Oesterle Library News

Archive for the ‘Contemporary World Music’ Category

Jazz Music Library

Sunday, May 3rd, 2009

On April 28th 2009, Jazz Music Library was updated with 1,955 albums.  This brings the database to 18,922 tracks including artists from the past to musicians performing and recording today. This comprehensive collection of online jazz music includes thousands of artists, ensembles, albums, and genres and can be accessed through Music Online.

The online collection can be browsed by album titles, recording date, song titles, and more. Registered users can also create playlists containing whole videos, tracks, segments, etc.  Playlists can be used as lists of personal favorites, class viewing/listening assignments, or as a teaching resource for in-class use.

New Music Resource: Music Online

Wednesday, April 22nd, 2009

Music Online is the new interface for three music databases that provide access to streaming audio, video, reference information and musical scores.  Via Music Online you can search the contents of the American Song, Classical Music Library, and Contemporary World Music databases all at the same time.

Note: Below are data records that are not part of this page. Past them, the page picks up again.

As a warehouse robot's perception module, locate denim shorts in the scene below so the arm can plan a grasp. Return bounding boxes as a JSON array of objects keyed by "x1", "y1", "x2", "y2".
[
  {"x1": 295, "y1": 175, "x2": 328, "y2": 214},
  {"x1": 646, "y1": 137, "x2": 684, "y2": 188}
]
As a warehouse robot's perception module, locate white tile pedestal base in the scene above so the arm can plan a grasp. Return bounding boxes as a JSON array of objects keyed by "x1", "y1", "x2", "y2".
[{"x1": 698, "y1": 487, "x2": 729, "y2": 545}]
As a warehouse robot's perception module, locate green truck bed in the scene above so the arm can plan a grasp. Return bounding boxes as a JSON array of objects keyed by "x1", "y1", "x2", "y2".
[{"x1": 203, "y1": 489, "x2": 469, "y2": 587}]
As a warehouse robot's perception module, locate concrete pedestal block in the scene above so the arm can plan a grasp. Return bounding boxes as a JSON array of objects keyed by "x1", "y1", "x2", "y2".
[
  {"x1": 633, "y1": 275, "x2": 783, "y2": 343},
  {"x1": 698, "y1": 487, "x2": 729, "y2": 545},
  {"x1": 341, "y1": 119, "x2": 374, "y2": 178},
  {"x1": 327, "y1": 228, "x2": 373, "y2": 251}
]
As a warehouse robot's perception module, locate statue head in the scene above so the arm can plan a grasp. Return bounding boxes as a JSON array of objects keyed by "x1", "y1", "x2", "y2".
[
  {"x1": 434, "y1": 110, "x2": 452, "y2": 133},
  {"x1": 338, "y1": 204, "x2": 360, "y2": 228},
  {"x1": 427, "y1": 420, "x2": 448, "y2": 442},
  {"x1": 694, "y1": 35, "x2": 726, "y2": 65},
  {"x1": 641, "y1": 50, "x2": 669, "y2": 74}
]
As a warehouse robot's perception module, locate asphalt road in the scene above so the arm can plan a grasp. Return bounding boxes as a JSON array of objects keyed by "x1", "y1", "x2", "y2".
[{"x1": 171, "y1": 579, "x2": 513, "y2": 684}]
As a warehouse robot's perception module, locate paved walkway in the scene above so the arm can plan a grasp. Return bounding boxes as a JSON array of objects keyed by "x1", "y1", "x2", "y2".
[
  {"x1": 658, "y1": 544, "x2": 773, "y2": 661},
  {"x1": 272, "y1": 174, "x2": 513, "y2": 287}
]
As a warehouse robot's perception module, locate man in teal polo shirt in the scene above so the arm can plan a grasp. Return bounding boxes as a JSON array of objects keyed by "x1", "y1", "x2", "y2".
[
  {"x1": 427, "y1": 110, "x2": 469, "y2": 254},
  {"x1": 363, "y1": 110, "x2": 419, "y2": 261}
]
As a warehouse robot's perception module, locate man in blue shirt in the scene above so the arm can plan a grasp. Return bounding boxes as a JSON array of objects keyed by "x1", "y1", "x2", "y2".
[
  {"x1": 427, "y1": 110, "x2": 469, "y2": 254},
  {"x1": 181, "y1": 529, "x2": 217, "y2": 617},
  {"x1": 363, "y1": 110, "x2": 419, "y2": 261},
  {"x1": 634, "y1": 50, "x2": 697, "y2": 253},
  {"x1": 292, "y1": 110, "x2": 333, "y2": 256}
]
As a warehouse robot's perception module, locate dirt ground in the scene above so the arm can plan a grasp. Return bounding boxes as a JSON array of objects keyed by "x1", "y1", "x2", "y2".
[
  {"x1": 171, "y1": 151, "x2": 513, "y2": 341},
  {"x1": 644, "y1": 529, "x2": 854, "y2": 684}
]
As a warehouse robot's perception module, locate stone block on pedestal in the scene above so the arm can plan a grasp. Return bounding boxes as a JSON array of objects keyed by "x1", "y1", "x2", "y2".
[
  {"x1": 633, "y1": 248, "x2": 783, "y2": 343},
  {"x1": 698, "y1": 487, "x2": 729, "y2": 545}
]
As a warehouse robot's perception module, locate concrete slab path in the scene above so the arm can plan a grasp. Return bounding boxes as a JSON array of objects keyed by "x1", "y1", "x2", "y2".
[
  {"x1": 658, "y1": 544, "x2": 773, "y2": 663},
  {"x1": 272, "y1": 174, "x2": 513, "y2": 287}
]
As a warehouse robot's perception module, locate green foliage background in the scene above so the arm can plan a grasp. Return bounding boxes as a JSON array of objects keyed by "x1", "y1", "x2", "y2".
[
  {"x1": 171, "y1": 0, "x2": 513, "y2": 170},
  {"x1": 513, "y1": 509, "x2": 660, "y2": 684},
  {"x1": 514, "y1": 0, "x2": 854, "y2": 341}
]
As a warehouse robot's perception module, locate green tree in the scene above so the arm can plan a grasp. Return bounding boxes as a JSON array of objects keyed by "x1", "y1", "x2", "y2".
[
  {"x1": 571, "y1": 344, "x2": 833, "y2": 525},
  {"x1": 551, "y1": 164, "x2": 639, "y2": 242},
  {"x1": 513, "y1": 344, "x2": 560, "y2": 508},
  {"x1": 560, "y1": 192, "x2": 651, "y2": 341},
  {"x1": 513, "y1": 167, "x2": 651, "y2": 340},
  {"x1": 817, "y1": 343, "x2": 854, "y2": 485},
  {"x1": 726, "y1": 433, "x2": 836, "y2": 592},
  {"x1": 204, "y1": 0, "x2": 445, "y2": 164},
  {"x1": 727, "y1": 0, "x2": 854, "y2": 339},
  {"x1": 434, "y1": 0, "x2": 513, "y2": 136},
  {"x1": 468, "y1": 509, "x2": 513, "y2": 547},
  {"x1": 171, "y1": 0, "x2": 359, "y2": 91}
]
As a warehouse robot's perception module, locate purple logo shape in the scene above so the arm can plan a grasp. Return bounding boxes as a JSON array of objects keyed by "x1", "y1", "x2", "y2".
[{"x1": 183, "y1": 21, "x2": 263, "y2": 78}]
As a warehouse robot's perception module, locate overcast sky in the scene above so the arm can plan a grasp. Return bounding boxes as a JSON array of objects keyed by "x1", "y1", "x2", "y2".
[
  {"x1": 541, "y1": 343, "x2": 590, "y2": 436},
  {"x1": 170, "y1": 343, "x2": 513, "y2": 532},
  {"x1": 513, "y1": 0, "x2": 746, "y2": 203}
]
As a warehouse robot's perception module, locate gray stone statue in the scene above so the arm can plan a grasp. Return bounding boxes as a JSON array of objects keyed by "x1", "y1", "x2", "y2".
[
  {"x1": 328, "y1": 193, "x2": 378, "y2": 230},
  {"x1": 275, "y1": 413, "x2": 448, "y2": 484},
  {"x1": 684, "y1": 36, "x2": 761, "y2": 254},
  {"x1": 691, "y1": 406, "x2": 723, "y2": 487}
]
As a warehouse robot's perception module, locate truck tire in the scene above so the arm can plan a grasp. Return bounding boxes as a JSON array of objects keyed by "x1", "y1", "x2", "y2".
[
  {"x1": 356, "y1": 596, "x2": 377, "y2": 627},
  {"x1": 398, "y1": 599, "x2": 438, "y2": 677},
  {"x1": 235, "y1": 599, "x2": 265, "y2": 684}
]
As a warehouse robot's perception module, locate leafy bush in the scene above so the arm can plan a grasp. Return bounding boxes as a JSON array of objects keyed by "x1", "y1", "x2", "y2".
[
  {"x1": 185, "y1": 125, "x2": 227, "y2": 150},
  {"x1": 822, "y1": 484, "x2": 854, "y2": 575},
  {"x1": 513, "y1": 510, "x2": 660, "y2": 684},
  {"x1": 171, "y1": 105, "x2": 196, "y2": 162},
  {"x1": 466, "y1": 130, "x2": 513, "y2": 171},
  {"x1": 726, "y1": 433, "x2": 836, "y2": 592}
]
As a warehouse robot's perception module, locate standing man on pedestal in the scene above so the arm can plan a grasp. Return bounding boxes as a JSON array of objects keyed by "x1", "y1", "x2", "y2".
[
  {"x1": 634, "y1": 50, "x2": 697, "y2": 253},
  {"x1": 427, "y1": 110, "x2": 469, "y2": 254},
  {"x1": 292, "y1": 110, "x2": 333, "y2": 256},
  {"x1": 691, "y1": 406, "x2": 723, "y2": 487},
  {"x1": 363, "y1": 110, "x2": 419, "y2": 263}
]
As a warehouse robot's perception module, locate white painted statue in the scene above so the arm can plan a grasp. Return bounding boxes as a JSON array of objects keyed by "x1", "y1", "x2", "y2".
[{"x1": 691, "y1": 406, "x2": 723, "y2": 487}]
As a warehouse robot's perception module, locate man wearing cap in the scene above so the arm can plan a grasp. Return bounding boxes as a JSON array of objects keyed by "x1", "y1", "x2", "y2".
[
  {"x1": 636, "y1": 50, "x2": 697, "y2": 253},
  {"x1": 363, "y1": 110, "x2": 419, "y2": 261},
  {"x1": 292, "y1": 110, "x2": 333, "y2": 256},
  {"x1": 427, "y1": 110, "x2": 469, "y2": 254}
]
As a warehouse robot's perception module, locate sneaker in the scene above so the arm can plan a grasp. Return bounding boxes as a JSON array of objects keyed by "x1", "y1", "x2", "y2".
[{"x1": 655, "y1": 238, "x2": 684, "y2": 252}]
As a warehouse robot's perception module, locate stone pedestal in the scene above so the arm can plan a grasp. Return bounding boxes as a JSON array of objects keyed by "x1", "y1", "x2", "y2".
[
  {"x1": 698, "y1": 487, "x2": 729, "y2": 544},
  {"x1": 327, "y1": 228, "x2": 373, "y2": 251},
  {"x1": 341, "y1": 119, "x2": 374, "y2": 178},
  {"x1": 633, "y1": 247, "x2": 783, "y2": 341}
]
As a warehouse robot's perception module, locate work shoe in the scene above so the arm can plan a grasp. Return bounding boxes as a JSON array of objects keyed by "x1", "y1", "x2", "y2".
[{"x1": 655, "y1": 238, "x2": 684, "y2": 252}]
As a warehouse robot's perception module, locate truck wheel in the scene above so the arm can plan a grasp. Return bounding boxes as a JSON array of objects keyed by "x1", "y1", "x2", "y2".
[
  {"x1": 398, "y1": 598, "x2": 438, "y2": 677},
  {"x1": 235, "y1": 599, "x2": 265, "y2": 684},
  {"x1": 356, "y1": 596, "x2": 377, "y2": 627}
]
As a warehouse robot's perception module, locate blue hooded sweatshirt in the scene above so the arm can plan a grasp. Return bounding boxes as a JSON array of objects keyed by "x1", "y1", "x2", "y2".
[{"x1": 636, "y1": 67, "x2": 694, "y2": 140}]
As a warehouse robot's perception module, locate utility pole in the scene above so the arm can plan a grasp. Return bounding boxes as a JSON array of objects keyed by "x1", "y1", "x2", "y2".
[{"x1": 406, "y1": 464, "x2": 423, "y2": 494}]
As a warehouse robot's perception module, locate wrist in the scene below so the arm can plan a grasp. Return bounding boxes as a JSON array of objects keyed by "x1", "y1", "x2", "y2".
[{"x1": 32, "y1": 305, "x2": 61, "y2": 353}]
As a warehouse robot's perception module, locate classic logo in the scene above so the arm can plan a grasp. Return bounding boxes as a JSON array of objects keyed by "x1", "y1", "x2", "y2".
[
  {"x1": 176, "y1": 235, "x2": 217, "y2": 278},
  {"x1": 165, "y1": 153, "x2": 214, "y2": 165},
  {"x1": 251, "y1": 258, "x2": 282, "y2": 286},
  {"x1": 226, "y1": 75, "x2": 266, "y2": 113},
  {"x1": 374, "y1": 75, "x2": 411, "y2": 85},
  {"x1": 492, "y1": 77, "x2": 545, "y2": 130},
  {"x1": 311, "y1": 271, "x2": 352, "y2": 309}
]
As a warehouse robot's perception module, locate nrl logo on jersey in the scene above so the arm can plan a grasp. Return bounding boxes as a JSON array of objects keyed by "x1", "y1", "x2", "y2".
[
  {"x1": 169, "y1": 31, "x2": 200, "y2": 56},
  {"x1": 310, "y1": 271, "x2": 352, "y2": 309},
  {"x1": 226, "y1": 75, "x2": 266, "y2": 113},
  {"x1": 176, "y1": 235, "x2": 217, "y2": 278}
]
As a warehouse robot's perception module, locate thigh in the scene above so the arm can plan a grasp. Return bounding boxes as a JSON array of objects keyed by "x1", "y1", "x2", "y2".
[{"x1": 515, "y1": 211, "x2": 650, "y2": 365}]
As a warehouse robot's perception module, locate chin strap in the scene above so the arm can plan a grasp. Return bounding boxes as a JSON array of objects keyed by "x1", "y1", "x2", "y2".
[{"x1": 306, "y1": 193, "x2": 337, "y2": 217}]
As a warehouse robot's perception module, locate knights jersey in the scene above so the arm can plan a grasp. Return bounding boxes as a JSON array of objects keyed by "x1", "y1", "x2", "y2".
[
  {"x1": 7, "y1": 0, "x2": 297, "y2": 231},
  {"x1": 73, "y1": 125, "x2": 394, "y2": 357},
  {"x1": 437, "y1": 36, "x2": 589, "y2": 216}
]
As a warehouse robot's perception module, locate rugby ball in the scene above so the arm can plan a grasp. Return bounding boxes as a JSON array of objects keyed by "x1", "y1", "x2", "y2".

Music Online offers many searching options. Browse by musical genre, instrument, cultural group, and more.  Or type in searches for composer, classical work title, author, publisher, and limit your search by date, genre, language, or many other options.

Register as a user on the site and you can create personalized playlists containing whole videos, tracks, segments (clips) and/or other items in the database. Playlists can be annotated, edited, copied, shared, and all playlists contain their own unique static URL. To try out Music Online, visit Oesterle Library’s Music Resources page.

Streaming Music from the Library

Wednesday, April 2nd, 2008

Want to hear a Bollywood movie tune, a Delta blues song from the twenties, a Beethoven symphony, a classic American protest song, or the harmonies of an a capella singing group from Ghana? With the addition of five new music databases from Alexander Street Press, Oesterle Library now offers more than 50,000 tracks of music from around the world in streaming audio.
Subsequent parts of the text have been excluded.